Man who rescued rabid cat starts treatment for exposure Feline scratched him before he took it to vet

December 04, 1996|By Andrea F. Siegel | Andrea F. Siegel,SUN STAFF Sun staff writer Tanya Jones contributed to this article.

A Glen Burnie man who was the subject of a weeklong search hTC starting life-saving treatment for rabies exposure after he saw a television news report about himself yesterday and rushed to the Pasadena veterinary practice where he had taken a sick cat.

Anne Arundel County health workers determined that James Fredlund was, in fact, exposed to the fatal disease.

"He was scratched on the hand when he was retrieving the cat from under his car," said Katherine Farrell, deputy Anne Arundel County health officer for public health.

Fredlund, 33, of the 7900 block of Elvaton Road in Glen Burnie, will undergo a monthlong series of five shots. The vaccine, supplied by the county Health Department, costs nearly $1,000. He could not be reached for comment yesterday.

Health workers began searching for Fredlund a week ago, after he and his sons took a stray to Huffard Animal Hospital in the 7900 block of Ritchie Highway, where it was determined that the cat was rabid.

Julie Petersen, manager at Huffard, said Fredlund told them yesterday that his phone number was being changed, which caused a mix-up.

As health officials had suspected, Fredlund had gone out of town for the Thanksgiving holiday, unaware that anyone was looking for him until he switched on the noon news yesterday.

Health officials determined that Fredlund's sons had not been exposed to rabies.

However, they fear that others might have had contact with the cat or two kittens, probably from the same litter, that were living ,, by a trash bin with a raccoon. All are presumed rabid, based on what Fredlund and his sons told officials.

"For several months they had watched a raccoon raise these kittens. The raccoon would take food out of this Dumpster and feed [them]. Then the raccoon disappeared," said Tahira Williams, a county animal control officer.

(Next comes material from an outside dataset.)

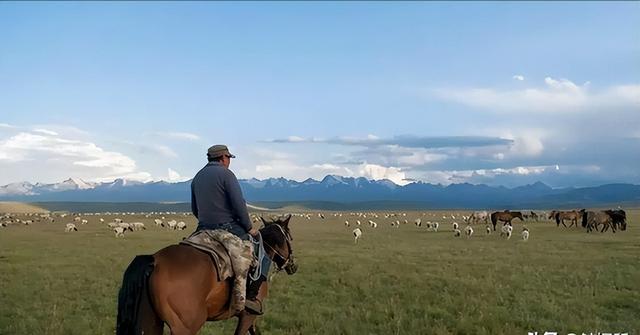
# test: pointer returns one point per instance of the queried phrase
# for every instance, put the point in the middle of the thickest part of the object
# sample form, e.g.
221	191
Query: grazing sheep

Animal control officers set traps near the trash bin and in nearby woods to capture the other cats. The animals will be killed to prevent further spread of the disease. People in the apartment complex are being warned away from the traps and the animals, and are being advised to call health officials if they think they have come in contact with loose animals there.

Rabies is commonly spread by saliva of infected animals.

Fredlund's son Drew, 14, said he had not seen the two kittens or their mother since the night they took the cat to Huffard.

The number of rabies cases in Anne Arundel has risen to 86 so far this year, including three cases in domestic cats. There were 38 cases in 1995, none in domestic animals.

Williams said the incident reinforces what animal control officers tell people about animals: "If you don't know whose it is, don't touch it. And if it's yours, keep it vaccinated."